Hatay’ın birçok ilçesinde olduğu gibi Samandağ’da da TOKİ gerekçesiyle yurttaşın zeytin ve narenciye bahçelerine hoyratça davranılmasına tepki gösteren CHP’li Kara, “İlçe başkanımız, yönetim kurulu üyelerimiz ve hak sahibi yurttaşlarımızla birlikte Samandağ’dayız. Deprem sonrası Hatay’da barınma, en acil sorun olarak karşımıza çıkıyor ve konut ihtiyacı açıkça ortada. Ancak iktidar, TOKİ konutları için uygulamaya geçerken yine kâr ve rant hırsıyla yurttaşı mağdur etmekten geri durmuyor.
Bu tabloya yabancı değiliz; şirketlerin hoyratça gerçekleştirdiği talanı Kırıkhan Kurtlusoğuksu, İskenderun, Defne ve birçok ilçemizde gördük. Şimdi ise Samandağ’da, yurttaşlarımızın zeytin ve narenciye bahçeleriyle dolu arazileri talan ediliyor. Bu arazilerin hemen yakınında hazine ve vakıf arazileri aynı zamanda tapulu araziler de var. Yurttaşların endişelerine rağmen İnşaat dere yatağına ve yurttaşın arazilerine çok yakın yerde yükseliyor. Toprağın üzerinde ise nesiller süren emeğin ürünü, kanunla korunan zeytin ağaçları ve ürünleri, narenciye bahçeleri hiçe sayılarak yok ediliyor.” Dedi.

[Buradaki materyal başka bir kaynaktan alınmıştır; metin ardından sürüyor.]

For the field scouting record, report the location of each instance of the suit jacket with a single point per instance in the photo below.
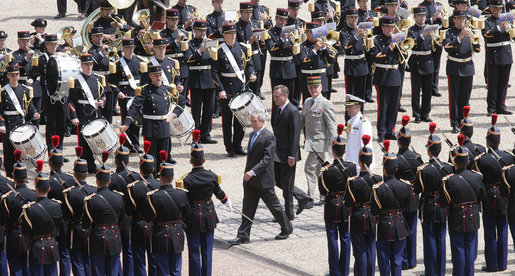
(319, 123)
(260, 160)
(286, 126)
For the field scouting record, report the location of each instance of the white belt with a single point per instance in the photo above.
(462, 60)
(421, 53)
(315, 71)
(387, 66)
(127, 82)
(498, 44)
(281, 58)
(202, 67)
(355, 57)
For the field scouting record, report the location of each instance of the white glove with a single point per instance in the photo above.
(228, 204)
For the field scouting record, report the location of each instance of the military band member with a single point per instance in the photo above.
(499, 59)
(135, 204)
(86, 97)
(495, 225)
(362, 222)
(16, 244)
(356, 65)
(389, 198)
(15, 109)
(463, 190)
(460, 66)
(201, 185)
(102, 211)
(40, 222)
(123, 83)
(174, 35)
(332, 183)
(387, 78)
(281, 56)
(202, 87)
(421, 67)
(428, 183)
(168, 208)
(73, 211)
(230, 79)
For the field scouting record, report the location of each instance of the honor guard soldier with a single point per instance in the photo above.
(245, 34)
(174, 36)
(41, 222)
(332, 183)
(73, 211)
(100, 218)
(86, 96)
(123, 81)
(200, 185)
(421, 66)
(387, 78)
(202, 87)
(16, 244)
(233, 68)
(101, 67)
(459, 44)
(16, 108)
(428, 183)
(499, 59)
(167, 208)
(280, 46)
(490, 165)
(357, 126)
(408, 162)
(362, 222)
(135, 204)
(314, 58)
(463, 190)
(389, 198)
(155, 103)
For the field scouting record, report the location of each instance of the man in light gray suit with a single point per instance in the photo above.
(318, 120)
(259, 181)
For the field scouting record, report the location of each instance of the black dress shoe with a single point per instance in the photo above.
(238, 241)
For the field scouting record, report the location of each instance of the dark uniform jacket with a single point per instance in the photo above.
(74, 196)
(357, 199)
(155, 101)
(491, 169)
(135, 204)
(7, 108)
(463, 191)
(332, 183)
(10, 211)
(498, 55)
(429, 185)
(102, 211)
(459, 49)
(201, 184)
(420, 64)
(389, 198)
(280, 48)
(199, 78)
(169, 208)
(41, 220)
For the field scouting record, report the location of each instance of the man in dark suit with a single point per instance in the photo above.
(258, 181)
(286, 126)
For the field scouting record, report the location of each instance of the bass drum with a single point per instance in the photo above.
(58, 69)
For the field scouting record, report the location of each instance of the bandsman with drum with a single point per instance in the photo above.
(86, 96)
(16, 109)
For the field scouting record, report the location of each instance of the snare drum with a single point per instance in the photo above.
(182, 125)
(100, 136)
(244, 105)
(29, 141)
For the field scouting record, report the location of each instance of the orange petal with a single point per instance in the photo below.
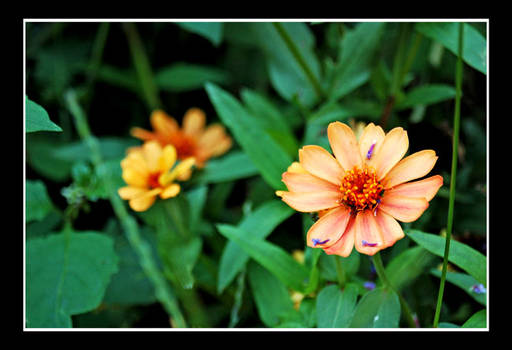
(344, 145)
(405, 209)
(368, 236)
(321, 163)
(194, 122)
(343, 247)
(163, 123)
(311, 202)
(142, 203)
(329, 228)
(393, 148)
(372, 136)
(129, 192)
(305, 182)
(412, 167)
(389, 228)
(426, 188)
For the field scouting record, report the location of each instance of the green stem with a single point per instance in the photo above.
(142, 66)
(453, 176)
(300, 60)
(141, 247)
(381, 272)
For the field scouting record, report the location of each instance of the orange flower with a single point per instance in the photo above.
(362, 190)
(148, 171)
(192, 140)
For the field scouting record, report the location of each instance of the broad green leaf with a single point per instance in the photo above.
(462, 255)
(358, 49)
(270, 256)
(270, 294)
(183, 76)
(478, 320)
(259, 224)
(233, 166)
(379, 308)
(66, 277)
(335, 308)
(465, 282)
(213, 31)
(266, 155)
(426, 95)
(407, 266)
(474, 52)
(286, 74)
(38, 204)
(37, 118)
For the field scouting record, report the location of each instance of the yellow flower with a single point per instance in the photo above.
(362, 190)
(192, 140)
(148, 171)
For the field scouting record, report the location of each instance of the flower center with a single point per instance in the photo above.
(360, 189)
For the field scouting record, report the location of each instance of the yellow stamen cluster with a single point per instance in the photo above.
(360, 189)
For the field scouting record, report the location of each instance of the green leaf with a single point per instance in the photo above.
(478, 320)
(233, 166)
(258, 224)
(358, 48)
(270, 256)
(465, 282)
(266, 155)
(213, 31)
(66, 276)
(462, 255)
(37, 118)
(38, 204)
(379, 308)
(426, 95)
(474, 52)
(182, 76)
(270, 294)
(407, 266)
(286, 75)
(335, 308)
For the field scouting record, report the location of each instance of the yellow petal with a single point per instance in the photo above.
(329, 228)
(405, 209)
(142, 203)
(344, 145)
(393, 148)
(193, 122)
(412, 167)
(321, 163)
(170, 191)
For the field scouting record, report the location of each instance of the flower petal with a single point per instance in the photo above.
(426, 188)
(405, 209)
(344, 145)
(412, 167)
(142, 203)
(305, 182)
(389, 228)
(368, 235)
(194, 122)
(310, 202)
(329, 228)
(393, 148)
(371, 138)
(321, 163)
(343, 247)
(170, 191)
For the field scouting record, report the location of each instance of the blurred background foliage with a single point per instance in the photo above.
(290, 80)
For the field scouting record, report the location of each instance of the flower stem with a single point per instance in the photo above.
(141, 247)
(453, 176)
(379, 267)
(300, 60)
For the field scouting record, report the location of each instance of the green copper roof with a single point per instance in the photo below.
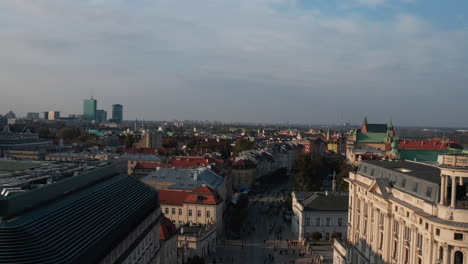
(426, 155)
(81, 227)
(9, 165)
(372, 137)
(377, 128)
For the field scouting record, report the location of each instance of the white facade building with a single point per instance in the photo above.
(405, 212)
(319, 212)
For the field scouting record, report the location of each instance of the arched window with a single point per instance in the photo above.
(458, 257)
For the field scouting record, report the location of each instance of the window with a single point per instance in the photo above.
(381, 240)
(419, 241)
(407, 233)
(458, 258)
(406, 256)
(429, 191)
(396, 227)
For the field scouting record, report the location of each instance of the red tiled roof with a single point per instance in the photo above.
(137, 150)
(190, 162)
(166, 229)
(172, 197)
(147, 165)
(204, 195)
(428, 144)
(201, 195)
(244, 164)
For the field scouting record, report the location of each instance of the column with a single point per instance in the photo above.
(442, 189)
(446, 255)
(454, 191)
(388, 238)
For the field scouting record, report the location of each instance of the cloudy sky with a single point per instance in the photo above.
(239, 60)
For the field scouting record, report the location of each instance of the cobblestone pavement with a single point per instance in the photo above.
(266, 237)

Hatay’da yıllarca emek verilerek yetiştirilen ata yadigarı ağaçlarımızı ve doğamızı şirketlerin tahribatından korumak zorundasınız
İktidara seslenerek, sorumluluk almaları gerektiğini vurgulayan Yıldırım Kara, “Şirketler, burada yurttaşların bağ ve bahçelerini sulamak için kullandığı su borularına zarar vermiş, bölgede heyelan riski oluşturmuş; tüm bunlar yurttaşların bilgisi dışında gerçekleştirilmiş. Yurttaşlara bilgi vermek ve zararlarını tespit ederek gerekli düzenlemeleri yapmak iktidarın sorumluluğudur. En önemlisi, Hatay’da yıllarca emek verilerek yetiştirilen ata yadigarı ağaçlarımızı ve doğamızı şirketlerin tahribatından korumak zorundasınız.
İnşaat şirketlerinin keyfi uygulamalarına ‘dur’ denilmeli
Valiliğe ve bakanlığa defalarca seslendik; bu şirketlerin yurttaşların ekmek kapısı olan tarım arazilerine zarar vermesine izin verilmemesi gerektiğini vurguladık. Bir gün TOKİ inşaatı, diğer gün taş ve maden ocakları; bu şirketler tarım arazilerine, çevreye, doğaya ve insan yaşamına bakmaksızın, Hatay’da yaşamayı imkânsız hale getirecek zararlar veriyor. Bu talanın artık durması gerek.” dedi.